Von Wolf Südbeck-Baur
aufbruch: Karl-Josef Kuschel, Gott ist für Sie der Unverfügbare. Wenn Gott als der Unverfügbare erfahren und beschrieben wird, ist es unmöglich, eine 1:1 Gotteserfahrung in Worte zu fassen. In welchen Momenten kommt Gott Ihnen am nächsten?

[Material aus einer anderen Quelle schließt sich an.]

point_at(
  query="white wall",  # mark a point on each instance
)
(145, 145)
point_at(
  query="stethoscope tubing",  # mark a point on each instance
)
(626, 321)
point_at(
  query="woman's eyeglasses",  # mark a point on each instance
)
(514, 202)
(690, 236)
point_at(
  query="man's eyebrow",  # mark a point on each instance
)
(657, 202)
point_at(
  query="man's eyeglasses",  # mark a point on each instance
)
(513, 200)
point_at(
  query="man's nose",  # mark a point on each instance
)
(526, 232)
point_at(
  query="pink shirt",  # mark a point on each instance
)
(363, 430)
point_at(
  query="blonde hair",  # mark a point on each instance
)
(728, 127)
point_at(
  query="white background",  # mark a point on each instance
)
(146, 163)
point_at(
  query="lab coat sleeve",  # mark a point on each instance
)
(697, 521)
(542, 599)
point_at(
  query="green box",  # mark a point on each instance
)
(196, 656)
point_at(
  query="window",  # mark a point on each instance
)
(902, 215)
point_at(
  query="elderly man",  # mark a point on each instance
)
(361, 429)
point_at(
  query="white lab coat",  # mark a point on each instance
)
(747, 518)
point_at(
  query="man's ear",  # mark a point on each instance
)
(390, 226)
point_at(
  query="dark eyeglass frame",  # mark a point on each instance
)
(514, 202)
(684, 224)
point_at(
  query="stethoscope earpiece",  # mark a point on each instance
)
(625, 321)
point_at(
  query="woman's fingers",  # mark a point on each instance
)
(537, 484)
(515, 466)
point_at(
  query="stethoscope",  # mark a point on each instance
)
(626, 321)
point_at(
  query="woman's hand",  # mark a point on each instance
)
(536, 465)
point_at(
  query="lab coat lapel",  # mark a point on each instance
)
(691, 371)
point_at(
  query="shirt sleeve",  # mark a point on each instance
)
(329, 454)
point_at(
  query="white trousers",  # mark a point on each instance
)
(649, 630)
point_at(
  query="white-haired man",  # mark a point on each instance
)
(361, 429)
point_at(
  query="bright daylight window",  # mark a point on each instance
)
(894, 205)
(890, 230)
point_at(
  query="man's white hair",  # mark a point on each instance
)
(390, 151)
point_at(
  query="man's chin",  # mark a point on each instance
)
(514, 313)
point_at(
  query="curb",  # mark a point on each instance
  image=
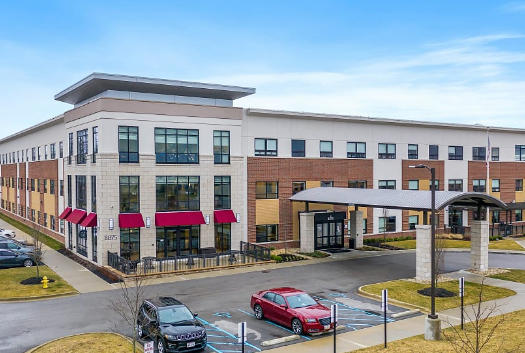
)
(51, 296)
(139, 345)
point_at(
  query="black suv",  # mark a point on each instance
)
(172, 325)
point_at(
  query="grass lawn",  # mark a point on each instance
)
(406, 291)
(90, 343)
(505, 244)
(509, 334)
(513, 275)
(10, 286)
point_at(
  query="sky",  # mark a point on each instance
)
(441, 61)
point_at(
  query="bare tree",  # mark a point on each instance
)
(127, 305)
(479, 329)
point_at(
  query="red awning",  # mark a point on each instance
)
(130, 220)
(90, 220)
(224, 216)
(76, 216)
(66, 213)
(188, 218)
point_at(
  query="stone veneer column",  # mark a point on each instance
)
(307, 232)
(356, 228)
(423, 247)
(479, 245)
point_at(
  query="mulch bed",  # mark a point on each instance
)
(101, 272)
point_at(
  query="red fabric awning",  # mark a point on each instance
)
(65, 213)
(224, 216)
(188, 218)
(76, 216)
(90, 220)
(130, 220)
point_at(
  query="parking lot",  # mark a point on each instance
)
(263, 334)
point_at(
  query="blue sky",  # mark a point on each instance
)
(443, 61)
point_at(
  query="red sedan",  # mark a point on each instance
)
(292, 308)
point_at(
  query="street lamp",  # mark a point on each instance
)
(432, 314)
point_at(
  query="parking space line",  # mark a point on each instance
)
(276, 325)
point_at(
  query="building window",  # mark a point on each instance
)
(221, 147)
(266, 232)
(95, 143)
(387, 151)
(69, 191)
(520, 153)
(387, 224)
(479, 154)
(356, 150)
(177, 193)
(265, 147)
(494, 153)
(93, 193)
(387, 184)
(266, 190)
(326, 149)
(412, 152)
(413, 221)
(413, 185)
(128, 144)
(298, 148)
(130, 243)
(222, 237)
(81, 192)
(455, 185)
(357, 184)
(222, 192)
(298, 186)
(177, 146)
(455, 153)
(129, 194)
(478, 185)
(495, 185)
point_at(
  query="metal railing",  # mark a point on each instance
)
(248, 254)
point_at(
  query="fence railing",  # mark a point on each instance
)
(248, 254)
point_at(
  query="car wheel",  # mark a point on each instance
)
(160, 345)
(259, 315)
(140, 330)
(297, 327)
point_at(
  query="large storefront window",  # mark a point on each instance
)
(178, 193)
(130, 243)
(222, 237)
(177, 241)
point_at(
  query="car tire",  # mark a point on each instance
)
(160, 345)
(297, 327)
(140, 330)
(257, 309)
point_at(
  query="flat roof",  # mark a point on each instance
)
(97, 83)
(397, 199)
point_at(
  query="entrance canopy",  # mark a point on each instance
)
(397, 199)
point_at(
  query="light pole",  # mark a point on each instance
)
(432, 314)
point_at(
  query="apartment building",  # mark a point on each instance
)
(155, 168)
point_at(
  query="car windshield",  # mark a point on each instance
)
(174, 314)
(300, 301)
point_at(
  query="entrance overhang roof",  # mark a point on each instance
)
(397, 199)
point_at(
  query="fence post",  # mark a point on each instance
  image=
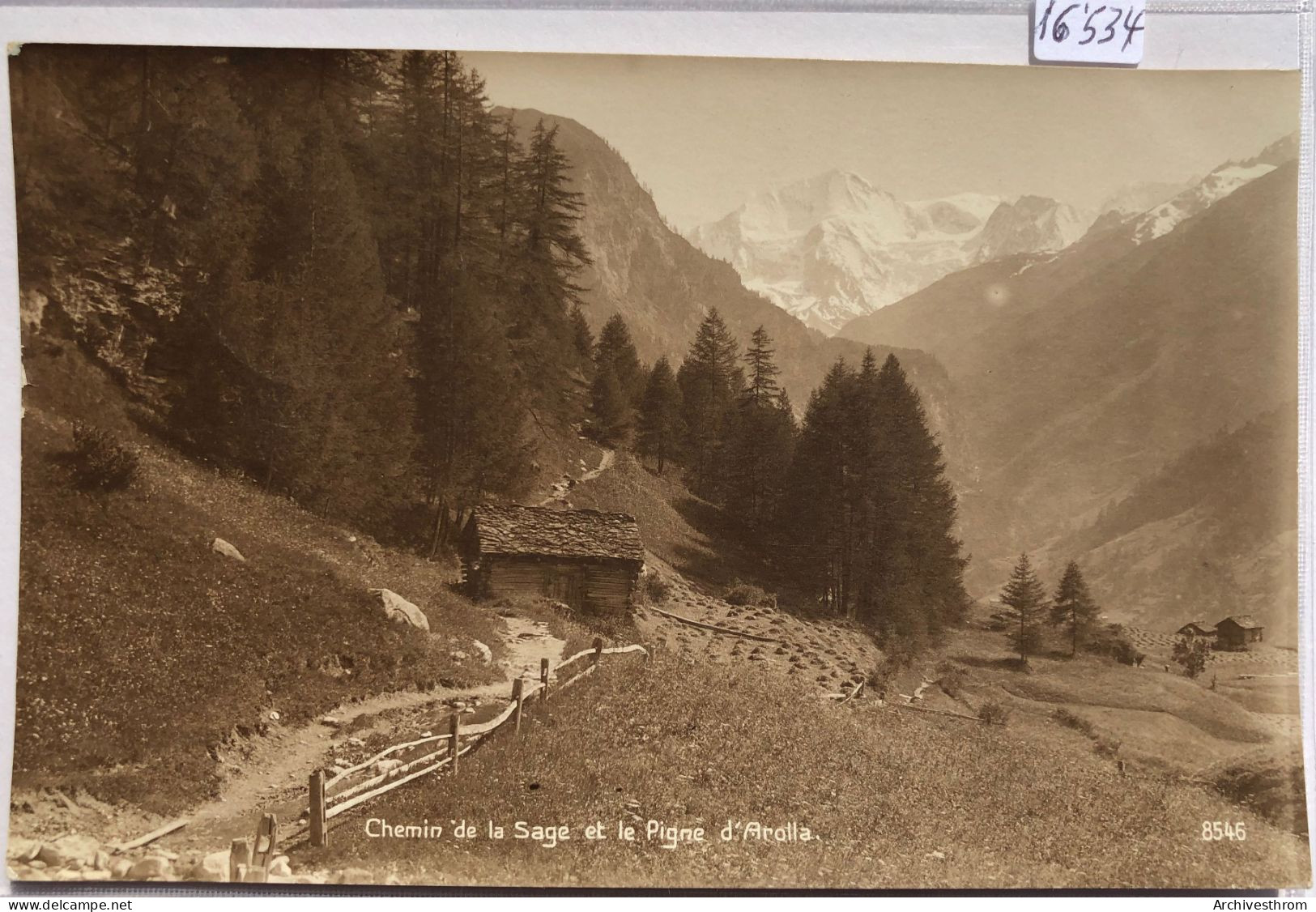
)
(517, 687)
(266, 840)
(240, 854)
(456, 729)
(319, 837)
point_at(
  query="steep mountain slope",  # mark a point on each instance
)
(1031, 224)
(1084, 373)
(836, 246)
(1141, 196)
(663, 286)
(1186, 335)
(1193, 541)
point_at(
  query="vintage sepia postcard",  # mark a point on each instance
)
(509, 469)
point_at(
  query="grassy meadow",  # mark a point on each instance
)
(894, 799)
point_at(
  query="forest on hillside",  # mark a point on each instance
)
(349, 278)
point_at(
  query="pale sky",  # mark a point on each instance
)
(705, 133)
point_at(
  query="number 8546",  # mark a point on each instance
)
(1216, 831)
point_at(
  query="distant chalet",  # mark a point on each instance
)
(587, 560)
(1237, 631)
(1196, 629)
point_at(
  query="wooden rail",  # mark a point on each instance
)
(324, 803)
(713, 627)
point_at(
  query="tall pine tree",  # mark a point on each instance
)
(1025, 603)
(709, 381)
(1073, 607)
(762, 440)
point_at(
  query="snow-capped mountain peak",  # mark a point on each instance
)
(836, 246)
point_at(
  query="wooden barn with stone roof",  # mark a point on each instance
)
(1237, 632)
(587, 560)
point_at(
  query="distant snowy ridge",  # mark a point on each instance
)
(836, 246)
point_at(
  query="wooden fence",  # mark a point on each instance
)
(332, 795)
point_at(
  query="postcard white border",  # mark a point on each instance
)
(1207, 36)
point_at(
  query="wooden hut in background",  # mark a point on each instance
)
(1195, 629)
(587, 560)
(1237, 632)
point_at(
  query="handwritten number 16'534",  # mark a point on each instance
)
(1099, 27)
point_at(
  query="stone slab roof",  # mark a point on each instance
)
(543, 532)
(1246, 621)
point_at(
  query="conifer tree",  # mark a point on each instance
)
(582, 340)
(918, 514)
(762, 440)
(709, 381)
(659, 423)
(816, 526)
(610, 407)
(617, 351)
(1025, 602)
(1073, 607)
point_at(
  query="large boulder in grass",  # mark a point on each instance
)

Karl-Josef Kuschel: Immer unter dem Vorbehalt, dass das meine Gotteserfahrung ist, und ich immer wieder neu reflektieren muss, dass sich mein Bild von Gott nochmals unterscheidet vom Unverfügbaren schlechthin. Ich muss mich stets aufs Neue dem Projektionsverdacht stellen, das heisst der entsprechenden Religionskritik seit den Zeiten von Ludwig Feuerbach: Ich mache mir einen Gott, weil ich Trost, Hoffnung und Sinn brauche, also schaffe ich mir etwas. Dem halte ich den prophetischen Zwischenruf entgegen: «Meine Gedanken sind nicht eure Gedanken, spricht der Herr». Dieses prophetische Zeugnis aus dem Alten Testament muss ich stets mitreflektieren. Damit habe ich genügend Distanz, Gott nicht mit meinen Ur-Bedürfnissen zu identifizieren und ihn zu meinem Privatgötzen zu machen. Er muss der Unverfügbare, Unbegreifliche, Unsagbare bleiben. Ein Wort von Kurt Marti, dem grosse Schweizer Lyriker und Pfarrer, habe ich mir für meine Arbeit gemerkt: «Vielleicht hält Gott sich einige Dichter, damit sie die Rede von ihm in jener heiligen Unverfügbarkeit bewahren, die den Priestern und Theologen abhandengekommen ist.» „Heilige Unverfügbarkeit“: ein treffendes Wort und eine Verpflichtung zugleich in einer Gesellschaft wie der unsrigen, die nach Verfügbarkeit, Kontrollierbarkeit, Verzweckbarkeit in allen Lebensbereichen giert.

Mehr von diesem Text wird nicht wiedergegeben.